At a month shy of thirty-six, Justin was at the top of his game back in Chicago. He was well respected as a general surgeon with a career pointed in the direction of chief of services, or so he hoped. Equally well respected as a medical mystery writer with a couple of prestigious awards under his belt and talk of a movie in the works. It took a lot of effort, cranking out all that career, which was why all this nothingness seemed so strange to him.
He wasn’t used to it, wasn’t used to being lazy. But lazy was exactly what he was being, and it was turning him dull and lethargic, which, for the moment, suited him just fine. Because until he figured out his next move, nothing was truly all he wanted to concentrate on. He wrote in the early, early morning, as was his habit, but then there was nothing to occupy his time or to occupy his mind for the rest of the day. He was trying not to think outside the pages he’d managed to bang out.
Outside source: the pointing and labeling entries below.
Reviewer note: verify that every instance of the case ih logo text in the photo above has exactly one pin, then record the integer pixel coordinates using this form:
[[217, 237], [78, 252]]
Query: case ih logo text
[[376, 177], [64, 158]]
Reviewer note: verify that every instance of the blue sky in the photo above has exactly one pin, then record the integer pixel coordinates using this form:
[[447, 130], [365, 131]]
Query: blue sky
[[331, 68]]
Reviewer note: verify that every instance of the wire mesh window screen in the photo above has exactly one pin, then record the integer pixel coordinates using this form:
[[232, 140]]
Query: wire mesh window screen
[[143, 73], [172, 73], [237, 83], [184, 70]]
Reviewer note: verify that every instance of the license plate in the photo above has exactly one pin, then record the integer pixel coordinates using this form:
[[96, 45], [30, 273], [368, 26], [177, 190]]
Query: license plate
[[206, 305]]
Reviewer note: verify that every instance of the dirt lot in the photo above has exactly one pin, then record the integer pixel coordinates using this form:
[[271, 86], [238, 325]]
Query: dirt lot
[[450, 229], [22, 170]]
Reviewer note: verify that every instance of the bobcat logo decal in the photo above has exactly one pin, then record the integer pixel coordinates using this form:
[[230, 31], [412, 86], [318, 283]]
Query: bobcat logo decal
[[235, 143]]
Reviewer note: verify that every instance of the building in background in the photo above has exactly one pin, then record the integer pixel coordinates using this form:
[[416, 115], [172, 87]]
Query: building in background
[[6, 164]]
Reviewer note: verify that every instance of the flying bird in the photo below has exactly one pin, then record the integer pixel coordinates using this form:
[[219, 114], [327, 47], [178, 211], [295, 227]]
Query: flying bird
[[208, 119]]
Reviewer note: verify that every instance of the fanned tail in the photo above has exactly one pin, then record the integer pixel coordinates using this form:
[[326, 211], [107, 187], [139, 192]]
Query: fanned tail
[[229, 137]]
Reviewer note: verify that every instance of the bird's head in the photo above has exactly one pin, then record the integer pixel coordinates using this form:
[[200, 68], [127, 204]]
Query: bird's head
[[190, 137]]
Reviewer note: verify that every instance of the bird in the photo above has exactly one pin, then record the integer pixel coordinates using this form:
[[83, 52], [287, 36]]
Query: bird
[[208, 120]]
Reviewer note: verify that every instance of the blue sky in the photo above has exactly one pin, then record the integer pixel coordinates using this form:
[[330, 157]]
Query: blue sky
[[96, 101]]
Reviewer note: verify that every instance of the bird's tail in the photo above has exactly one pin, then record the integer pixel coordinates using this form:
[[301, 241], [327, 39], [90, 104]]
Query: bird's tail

He was succeeding, intermittently.
For sure, life was simpler here in the Louisiana bayou than it was back in Chicago, his home for the past decade. He hadn’t appreciated that singular simple fact when he’d lived here before. In fact, from the time he had been a teenager, all he’d ever wanted had been to get away from the simplicity. Go to the city. Any city. Seek out excitement and anything else that didn’t resemble the upbringing he was accustomed to—an upbringing with a down-home flavor that could only be found in the bayou. Or the backcountry. Or godforsaken nowhere. Or, as this area had been named by its early settlers, Big Swamp.